Non un episodio casuale, ma una tendenza che preoccupa. E fra le tendenze inglobate in quella più generale di crescita della cybercriminalità ce n’è una su cui anche F-Secure, al pari di molte società sue concorrenti, punta il dito: si sfruttano e si sfrutteranno sempre di più gli oggetti connessi dell’Internet of Things, sia come bersaglio finale sia come vettore d’attacco.

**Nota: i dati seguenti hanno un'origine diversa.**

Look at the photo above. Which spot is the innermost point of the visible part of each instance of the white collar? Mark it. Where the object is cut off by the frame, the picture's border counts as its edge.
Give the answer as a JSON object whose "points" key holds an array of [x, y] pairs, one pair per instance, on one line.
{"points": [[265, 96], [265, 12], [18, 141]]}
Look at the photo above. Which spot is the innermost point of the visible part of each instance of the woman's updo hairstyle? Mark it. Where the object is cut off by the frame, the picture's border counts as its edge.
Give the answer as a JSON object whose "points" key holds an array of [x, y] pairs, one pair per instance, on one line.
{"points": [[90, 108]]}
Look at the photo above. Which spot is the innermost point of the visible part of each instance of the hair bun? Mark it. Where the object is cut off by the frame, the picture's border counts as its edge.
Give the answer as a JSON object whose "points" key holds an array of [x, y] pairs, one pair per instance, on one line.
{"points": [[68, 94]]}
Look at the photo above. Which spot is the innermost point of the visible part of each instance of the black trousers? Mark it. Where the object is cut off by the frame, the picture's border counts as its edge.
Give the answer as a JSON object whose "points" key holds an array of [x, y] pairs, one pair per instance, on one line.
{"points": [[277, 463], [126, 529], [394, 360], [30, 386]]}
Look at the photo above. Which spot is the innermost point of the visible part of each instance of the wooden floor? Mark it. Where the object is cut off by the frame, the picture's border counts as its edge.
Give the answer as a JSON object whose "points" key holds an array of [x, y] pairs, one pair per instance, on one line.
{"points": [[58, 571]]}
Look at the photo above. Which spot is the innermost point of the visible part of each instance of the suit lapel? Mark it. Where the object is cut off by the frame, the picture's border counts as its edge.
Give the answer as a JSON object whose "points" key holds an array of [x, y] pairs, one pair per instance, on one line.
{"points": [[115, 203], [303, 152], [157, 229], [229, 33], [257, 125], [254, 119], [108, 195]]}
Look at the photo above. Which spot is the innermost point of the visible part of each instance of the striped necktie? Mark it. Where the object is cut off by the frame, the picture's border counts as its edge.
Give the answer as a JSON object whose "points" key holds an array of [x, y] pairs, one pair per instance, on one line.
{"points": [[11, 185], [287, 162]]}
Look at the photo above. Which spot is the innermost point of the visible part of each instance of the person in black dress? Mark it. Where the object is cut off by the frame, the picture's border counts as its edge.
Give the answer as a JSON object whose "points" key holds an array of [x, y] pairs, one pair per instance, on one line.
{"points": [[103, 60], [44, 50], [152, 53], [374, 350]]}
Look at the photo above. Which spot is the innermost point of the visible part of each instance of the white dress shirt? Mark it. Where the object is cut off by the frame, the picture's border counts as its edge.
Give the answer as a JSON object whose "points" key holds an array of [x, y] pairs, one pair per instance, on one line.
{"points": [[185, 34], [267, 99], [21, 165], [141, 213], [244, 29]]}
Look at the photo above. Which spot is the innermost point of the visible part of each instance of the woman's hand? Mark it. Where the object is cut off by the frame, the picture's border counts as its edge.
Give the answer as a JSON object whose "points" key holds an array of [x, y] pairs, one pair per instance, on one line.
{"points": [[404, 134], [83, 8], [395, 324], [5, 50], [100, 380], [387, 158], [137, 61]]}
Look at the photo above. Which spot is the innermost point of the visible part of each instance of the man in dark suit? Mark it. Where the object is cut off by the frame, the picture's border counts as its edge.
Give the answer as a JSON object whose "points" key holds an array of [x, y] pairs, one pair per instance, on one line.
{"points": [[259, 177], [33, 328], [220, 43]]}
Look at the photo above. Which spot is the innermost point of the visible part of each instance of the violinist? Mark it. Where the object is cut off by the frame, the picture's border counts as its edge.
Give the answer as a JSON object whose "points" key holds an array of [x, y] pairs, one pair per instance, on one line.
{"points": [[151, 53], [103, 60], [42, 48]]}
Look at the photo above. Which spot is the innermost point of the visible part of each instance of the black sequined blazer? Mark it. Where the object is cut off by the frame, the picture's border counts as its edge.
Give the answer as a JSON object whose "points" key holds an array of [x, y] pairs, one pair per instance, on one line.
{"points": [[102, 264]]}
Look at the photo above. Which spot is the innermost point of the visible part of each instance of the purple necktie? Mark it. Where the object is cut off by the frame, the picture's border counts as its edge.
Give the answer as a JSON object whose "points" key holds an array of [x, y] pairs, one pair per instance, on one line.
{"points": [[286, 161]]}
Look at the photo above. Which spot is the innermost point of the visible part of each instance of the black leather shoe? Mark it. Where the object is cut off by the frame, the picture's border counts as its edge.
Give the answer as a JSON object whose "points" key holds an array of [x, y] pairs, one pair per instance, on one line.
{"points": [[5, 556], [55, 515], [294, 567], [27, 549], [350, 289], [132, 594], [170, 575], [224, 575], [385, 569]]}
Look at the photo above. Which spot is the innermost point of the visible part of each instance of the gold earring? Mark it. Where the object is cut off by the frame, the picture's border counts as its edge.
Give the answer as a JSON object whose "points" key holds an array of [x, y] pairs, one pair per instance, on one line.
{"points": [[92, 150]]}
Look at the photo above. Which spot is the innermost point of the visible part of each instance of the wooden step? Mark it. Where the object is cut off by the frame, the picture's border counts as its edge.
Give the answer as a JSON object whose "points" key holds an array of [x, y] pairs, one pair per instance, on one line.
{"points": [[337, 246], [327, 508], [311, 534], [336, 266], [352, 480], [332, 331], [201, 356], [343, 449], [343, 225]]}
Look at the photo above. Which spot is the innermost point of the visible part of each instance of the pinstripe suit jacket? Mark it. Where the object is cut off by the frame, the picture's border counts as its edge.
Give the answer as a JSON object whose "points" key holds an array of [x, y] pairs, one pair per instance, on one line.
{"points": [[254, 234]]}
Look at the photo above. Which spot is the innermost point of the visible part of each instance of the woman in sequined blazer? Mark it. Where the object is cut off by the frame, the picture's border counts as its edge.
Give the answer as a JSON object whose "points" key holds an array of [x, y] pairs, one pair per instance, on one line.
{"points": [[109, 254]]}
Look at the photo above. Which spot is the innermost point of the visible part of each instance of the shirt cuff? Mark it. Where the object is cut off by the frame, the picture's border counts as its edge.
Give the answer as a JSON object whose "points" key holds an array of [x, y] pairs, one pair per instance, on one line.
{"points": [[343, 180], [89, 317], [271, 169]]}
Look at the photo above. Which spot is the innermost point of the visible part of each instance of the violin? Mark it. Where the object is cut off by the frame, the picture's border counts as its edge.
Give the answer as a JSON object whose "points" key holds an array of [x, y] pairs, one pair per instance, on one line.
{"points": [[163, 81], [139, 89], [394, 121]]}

Infatti nella seconda metà del 2018 la maggior parte del traffico malevolo osservato viaggiava sul protocollo Telnet, fatto attribuibile al crescente numero di dispositivi IoT in uso. Tra inizio luglio e fine dicembre ben l’83% del traffico è passato dalla porta TCP 23, che viene utilizzata per Telnet. Dopo questo protocollo, il principale canale d’attacco nei sei mesi è stata la compromissione del Web Server. Non stupisce più di tanto, ormai, scoprire che il 99,9% del traffico malevolo registrato dagli honeypot sia opera di bot, malware e altri strumenti automatizzati. In particolare, sta crescendo il fenomeno di quelli che F-Secur chiama “thingbot”, cioè dispositivi Internet of Things come router e webcam, che vengono infetatti e usati all’interno di una botnet.

L’anno scorso nel mappamondo del crimine informatico c’è stato qualche cambiamento. Dagli Stati Uniti, e non più dalla Russia, ha avuto origine la porzione maggiore di traffico IP malevolo, e con netto vantaggio sugli altri Paesi. Seguono, appunto, la Russia e, non troppo distanziata, l’Italia e ancora Regno Unito e Germania. Il dato geografico va però preso con le pinze ed è in parte conseguenza della densità di infrastrutture di telecomunicazione in un dato mercato: i criminali solitamente indirizzano i loro attacchi attraverso i proxy per evitare il rilevamento, e possono usare reti Vpn, Tor oppure server o reti compromessi. Queste manovre di distrazione servono non solo per operazioni di cyberspionaggio ma anche per lanciare attacchi DDoS e diffondere malware.

Più facilmente interpretabile, invece, è il dato sulla destinazione geografica degli attacchi. Gli Stati Uniti sono non solo la prima origine ma anche il primo bersaglio, con 25 milioni di attacchi rilevati nel semestre. Seguono Canada, Repubblica Ceca, Italia e Austria.